This is how many people in Bulgaria book transportation online. Only 9% are reserving accommodation digitally, show Eurostat data. The popularity of online peer-to-peer bookings in Bulgaria is among the lowest in Europe.
The numbers are not too surprising though, having in mind that services like Uber are not allowed in the country, and Airbnb & Co are undergoing regulations recently. Two new regulation ideas of the ruling party in Bulgaria GERB suggest the trend may continue.
What is it all about: last week a new revision of the Tourism Act obligating owners of short-term-rentals (listed on Airbnb and Booking – ed.n.) to have the approval of at least half of the neighbors living in the building, was proposed. The fine for renting an apartment without having the consent of the neighbors could reach 15K BGN (€7.7K).
This week another idea comes around. There should be fines of up to 10K BGN (€5.1K) and imprisonment for individuals offering public transport services without the corresponding license. The proposed text immediately rose suspicions it was targeted at shared rides. Although it was maybe not meant this way, potentially there could be an effect on the ridesharing too.
Airbnb & Co saga continues
The new proposal that obligates the owners to ask for permission to rent their apartments is the second attempt of the Bulgarian government to regulate the segment since December last year. Last time, the MPs passed a revision saying that the access to platforms like Airbnb and Booking could be banned in case the authorities discover more than two rentals that are not officially registered (read more about this). The law will be soon revised after in December the EU Court ruled that Airbnb is an internet service and estate agent licenses are not required, promised the Minister of Tourism Nikolina Angelkova. Yet, this latest proposal could make turn short-term-renting close to impossible.
“A potential solution is to turn the process around – everyone should be able to rent their apartment but in case there’s a problem of some sort the neighbors should have the right to prohibit this activity,” says Ivan Vassilev from the Bulgarian Startup Association BESCO.

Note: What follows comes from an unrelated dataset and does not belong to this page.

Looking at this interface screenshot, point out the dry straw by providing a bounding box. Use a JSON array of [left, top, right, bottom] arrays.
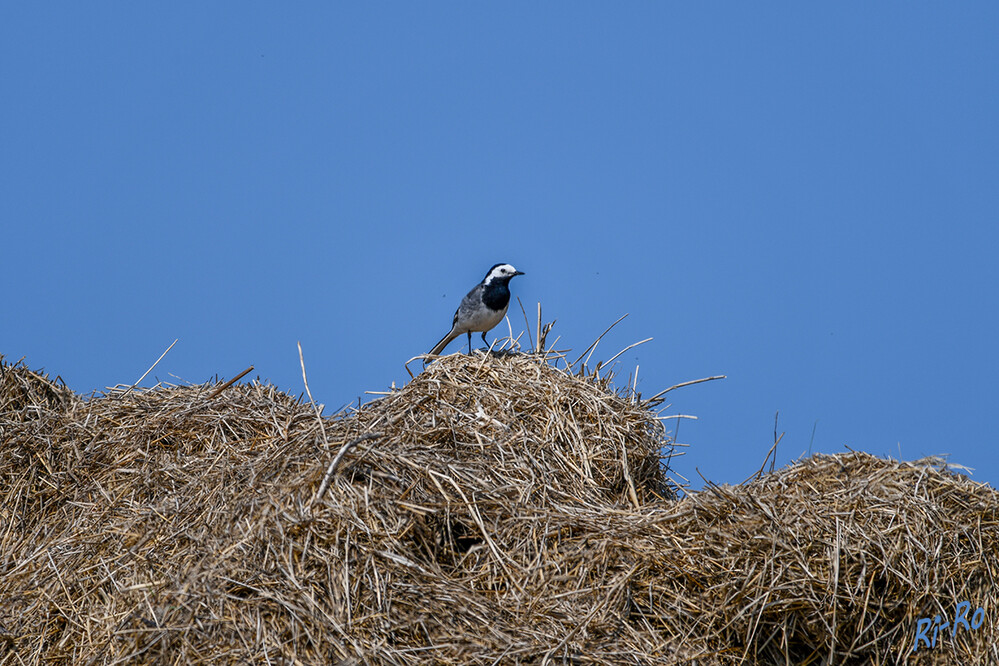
[[0, 344, 999, 665]]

The law revision affecting transportation services is not communicated well, and not finally approved. As much as the proposals show the MPs and ruling party’s lack of understanding for the sharing economy, they are neither final nor strictly targeting ridesharing. Indeed, the whole proposal consists of three short paragraphs that allow interpretations.

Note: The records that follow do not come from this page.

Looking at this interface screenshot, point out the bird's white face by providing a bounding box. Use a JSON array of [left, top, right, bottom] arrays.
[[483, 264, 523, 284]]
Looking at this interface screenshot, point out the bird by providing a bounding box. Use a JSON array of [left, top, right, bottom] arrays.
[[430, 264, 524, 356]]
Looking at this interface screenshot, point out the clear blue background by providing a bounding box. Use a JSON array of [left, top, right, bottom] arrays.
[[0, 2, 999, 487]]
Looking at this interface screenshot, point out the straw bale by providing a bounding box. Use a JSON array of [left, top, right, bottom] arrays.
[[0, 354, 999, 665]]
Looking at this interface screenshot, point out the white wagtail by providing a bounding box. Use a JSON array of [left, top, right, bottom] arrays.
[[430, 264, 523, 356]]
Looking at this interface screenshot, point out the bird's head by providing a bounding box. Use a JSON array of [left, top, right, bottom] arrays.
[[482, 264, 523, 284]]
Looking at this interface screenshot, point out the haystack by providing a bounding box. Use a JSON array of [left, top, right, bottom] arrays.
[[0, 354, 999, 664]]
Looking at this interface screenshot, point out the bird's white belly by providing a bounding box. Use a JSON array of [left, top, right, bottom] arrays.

The MPs had proposed a correction in the Penal Code for individuals who offer organized “public transportation services” for the purpose of their own economic gain, without any license or insurance for their “clients”. According to a statement of MP Stanislav Ivanov from GERB, shared rides are seen as a way of sharing costs and not an activity aiming financial gain for one individual. But there’s a catch. This is a verbal statement, only showing that the regulation might not be meant against ridesharing. The written word, however, namely The Road Traffic Act, requires that everyone who transports goods and passengers needs a license. Thus, the revisions of the Panel Code, although not strictly targeted at shared rides, may affect that too, reads the Bulgarian business newspaper Capital. So, to avoid the criminalization of shared riding, the proposed texts will need to be refined in the next weeks before being voted in.